Europa ist an einem Scheideweg angelangt, aber es hat noch seinen Reiz. Es sollte sein politisches, soziales und wirtschaftliches Modell mit der Welt teilen, schreibt Paweł Świeboda.

Veröffentlicht am 26 Dezember 2010 um 09:23

Europa befindet sich in der Krise, doch zum Glück riecht die Luft nicht nach Schießpulver, wie vor 60 Jahren. Das europäische Projekt hat über die Jahre seiner sorgfältigen Errichtung hinweg eine eigene Robustheit entwickelt, es mildert unterschwellige Spannungen und Empfindlichkeiten. Derzeit ist der Moment kritisch, und zwar nicht etwa weil die Wirtschaft in Schwierigkeiten steckt, sondern weil das Zusammensein an Glanz verloren hat. Europa mag rational gesehen die perfekte Lösung bleiben, doch der Schwung der Begeisterung ist weg.

Das Problem ist sowohl psychologisch als auch real. Psychologisch, weil Europa an Boden verliert – seine Politik ist auf Krisenmanagement ausgerichtet und federt den Schlag ab. Der Modus ist defensiv.

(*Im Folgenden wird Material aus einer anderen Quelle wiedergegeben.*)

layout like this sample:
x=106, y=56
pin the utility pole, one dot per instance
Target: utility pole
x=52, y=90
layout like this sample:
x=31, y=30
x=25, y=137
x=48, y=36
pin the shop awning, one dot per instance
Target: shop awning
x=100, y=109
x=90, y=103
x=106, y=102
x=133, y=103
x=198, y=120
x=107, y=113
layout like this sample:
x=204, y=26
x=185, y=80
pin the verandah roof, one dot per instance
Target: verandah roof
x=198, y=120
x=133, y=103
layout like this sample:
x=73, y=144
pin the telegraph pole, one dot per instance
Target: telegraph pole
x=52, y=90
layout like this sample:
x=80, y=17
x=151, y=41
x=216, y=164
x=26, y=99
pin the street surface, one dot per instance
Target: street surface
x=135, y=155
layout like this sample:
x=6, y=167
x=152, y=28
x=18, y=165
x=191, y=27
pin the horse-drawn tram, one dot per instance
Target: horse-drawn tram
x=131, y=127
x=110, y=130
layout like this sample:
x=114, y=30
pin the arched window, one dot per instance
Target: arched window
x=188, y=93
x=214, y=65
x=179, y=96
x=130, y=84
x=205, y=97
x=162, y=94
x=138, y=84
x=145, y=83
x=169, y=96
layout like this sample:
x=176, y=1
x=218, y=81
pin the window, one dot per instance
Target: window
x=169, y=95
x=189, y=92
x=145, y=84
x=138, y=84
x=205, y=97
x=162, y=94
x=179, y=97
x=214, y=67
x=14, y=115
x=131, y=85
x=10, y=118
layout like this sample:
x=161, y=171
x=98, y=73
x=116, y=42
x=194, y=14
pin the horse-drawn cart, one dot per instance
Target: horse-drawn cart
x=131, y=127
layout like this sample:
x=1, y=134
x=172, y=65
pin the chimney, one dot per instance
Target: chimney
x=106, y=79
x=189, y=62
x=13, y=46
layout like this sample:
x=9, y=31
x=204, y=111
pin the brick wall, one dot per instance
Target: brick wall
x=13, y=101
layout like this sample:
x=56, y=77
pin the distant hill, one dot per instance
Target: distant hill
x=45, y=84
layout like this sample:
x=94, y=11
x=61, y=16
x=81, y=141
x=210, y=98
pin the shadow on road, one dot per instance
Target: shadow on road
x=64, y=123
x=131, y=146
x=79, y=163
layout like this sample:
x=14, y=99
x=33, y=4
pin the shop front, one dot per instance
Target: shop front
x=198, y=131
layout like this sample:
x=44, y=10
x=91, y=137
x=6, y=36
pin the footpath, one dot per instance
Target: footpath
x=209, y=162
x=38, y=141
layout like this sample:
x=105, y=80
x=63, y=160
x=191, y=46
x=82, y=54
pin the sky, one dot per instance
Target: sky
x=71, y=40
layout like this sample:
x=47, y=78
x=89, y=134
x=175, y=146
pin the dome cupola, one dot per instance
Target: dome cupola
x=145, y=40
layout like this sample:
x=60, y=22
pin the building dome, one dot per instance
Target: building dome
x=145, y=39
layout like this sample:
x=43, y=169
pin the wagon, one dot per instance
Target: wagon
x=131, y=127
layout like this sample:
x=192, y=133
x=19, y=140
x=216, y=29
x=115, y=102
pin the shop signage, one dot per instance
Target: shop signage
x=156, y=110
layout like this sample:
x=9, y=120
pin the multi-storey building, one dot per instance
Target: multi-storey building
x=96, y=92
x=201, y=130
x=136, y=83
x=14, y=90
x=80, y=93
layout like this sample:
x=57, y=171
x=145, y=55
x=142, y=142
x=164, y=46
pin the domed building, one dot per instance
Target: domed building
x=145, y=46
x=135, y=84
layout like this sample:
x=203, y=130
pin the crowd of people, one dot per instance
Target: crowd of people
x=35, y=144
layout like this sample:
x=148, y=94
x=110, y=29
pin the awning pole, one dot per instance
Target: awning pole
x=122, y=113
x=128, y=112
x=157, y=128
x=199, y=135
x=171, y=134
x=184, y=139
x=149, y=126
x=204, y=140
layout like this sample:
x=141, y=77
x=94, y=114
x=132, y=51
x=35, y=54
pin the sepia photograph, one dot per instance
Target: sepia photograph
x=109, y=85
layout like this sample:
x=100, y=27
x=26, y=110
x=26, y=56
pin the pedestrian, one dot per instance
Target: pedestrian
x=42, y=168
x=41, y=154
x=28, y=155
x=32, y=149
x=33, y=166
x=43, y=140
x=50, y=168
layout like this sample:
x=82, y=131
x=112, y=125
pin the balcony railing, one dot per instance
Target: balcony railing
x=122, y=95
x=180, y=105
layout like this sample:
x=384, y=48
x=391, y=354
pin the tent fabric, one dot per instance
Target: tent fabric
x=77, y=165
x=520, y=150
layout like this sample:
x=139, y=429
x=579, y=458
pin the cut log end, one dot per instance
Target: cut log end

Europa spielt den Youngster anstatt zu seinem Alter zu stehen

Einem Sterblichen in der Midlife-Crisis wird gewöhnlich zweierlei geraten: Entweder er findet bessere Wege der Stressverarbeitung, gibt den Alkohol auf und fängt mit Yoga an – oder er gesteht sich ein, dass er nicht mehr der Jüngste ist und nutzt die Gelegenheit, um Bilanz zu ziehen und seinem Leben vielleicht eine andere Richtung zu geben, seine Interessen zu erweitern, zu reisen, etwas Neues zu lernen, einen neuen Sport auszuprobieren, seinen Kindern oder Enkelkindern beim Großwerden zu zusehen...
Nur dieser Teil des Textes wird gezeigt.